A few things I’ve learned:

  • It’s perfectly fine to get two implants installed in P0 in one sitting
  • In addition to bringing snacks along, a cold drink, especially if it’s a sugary one, can be super helpful if your blood sugar drops
  • There’s no shame in getting light headed or even passing out - it’s just your bodies reaction to the situation. But also know, that even if you’re someone (like me) who hates blood tests / vaccinations, and nearly passes out with them, that you can still get implants. Do give your installer a heads up though, there are things they can do / be prepared for that can help, such as doing the install lying down, focusing more on distraction, etc.
  • Don’t just plan the installation process (studio, appointment time etc.), plan for the future - you won’t know what’s going to come out over the next 2-10 years, and you won’t always know what you want until you’ve had at least a bit of experience with implants. In the other hand, don’t worry too much - removals are definitely possible, especially if you don’t want it back / to be reinserted, often a doctor can help with removals even if they won’t install.
  • Don’t be afraid / embarrassed / ashamed of using numbing, whether topical or injected even for xSeries. If the pain / installation is a desired part of the whole experience for you, great! If not though, numbing can be a great way to make the installation a bit easier. Everyone’s pain tolerance is different too, so keep that in mind when reading about other people’s experiences.
  • xSeries range is definitely quite small - I would definitely suggest trying to find someone’s experiences using your model of phone with implants, ideally noting whether or not they can get a read through a case if you’re planning to use one too
  • Even if you’re super bony, with relatively little fat / muscle in your hands, your implants aren’t necessarily going to be super visible.

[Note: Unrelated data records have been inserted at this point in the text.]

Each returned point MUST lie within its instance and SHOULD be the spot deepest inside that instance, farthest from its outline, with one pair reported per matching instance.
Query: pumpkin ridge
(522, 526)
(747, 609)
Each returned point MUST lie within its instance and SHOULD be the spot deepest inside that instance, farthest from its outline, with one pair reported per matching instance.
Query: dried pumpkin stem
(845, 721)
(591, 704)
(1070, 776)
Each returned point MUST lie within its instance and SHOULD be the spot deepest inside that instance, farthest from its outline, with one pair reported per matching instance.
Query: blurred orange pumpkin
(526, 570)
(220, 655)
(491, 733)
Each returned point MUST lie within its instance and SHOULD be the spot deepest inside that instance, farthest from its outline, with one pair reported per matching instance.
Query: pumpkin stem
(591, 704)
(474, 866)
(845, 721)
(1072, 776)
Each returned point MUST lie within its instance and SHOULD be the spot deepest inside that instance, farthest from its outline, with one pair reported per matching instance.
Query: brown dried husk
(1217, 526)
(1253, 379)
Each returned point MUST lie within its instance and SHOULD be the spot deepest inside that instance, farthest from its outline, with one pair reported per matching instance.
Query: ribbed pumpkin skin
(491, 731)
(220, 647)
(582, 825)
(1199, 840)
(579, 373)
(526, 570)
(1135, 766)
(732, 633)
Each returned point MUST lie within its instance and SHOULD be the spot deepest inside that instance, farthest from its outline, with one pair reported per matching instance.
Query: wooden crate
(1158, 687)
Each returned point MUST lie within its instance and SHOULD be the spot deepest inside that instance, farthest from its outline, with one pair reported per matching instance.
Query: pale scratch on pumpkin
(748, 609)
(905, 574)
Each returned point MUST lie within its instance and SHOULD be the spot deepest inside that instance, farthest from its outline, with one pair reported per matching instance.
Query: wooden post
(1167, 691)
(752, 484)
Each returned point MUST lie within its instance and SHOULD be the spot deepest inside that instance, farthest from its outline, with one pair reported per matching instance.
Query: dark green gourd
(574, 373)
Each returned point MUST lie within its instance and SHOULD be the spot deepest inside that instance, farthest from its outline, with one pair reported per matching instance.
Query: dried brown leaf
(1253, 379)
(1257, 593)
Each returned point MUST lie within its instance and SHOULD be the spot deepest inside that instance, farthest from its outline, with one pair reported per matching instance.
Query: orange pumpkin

They might be, and you should definitely be prepared for that, but they also might be invisible. Implants are smaller than you might think, and while I was concerned about how visible mine would be, they’ve turned out to be practically invisible
3 Likes

I got some good reads through a case with an iPhone. but can agree the range is small. I think a flex one would be the better choice if you want to have good read range. But maybe some of the others can agree or disagree.

I would like to add on to the last point. My two implants at L0 and R0 were both quite visible for a little over a month until they settled in. Now I have to put tension on the skin in order to see them clearly.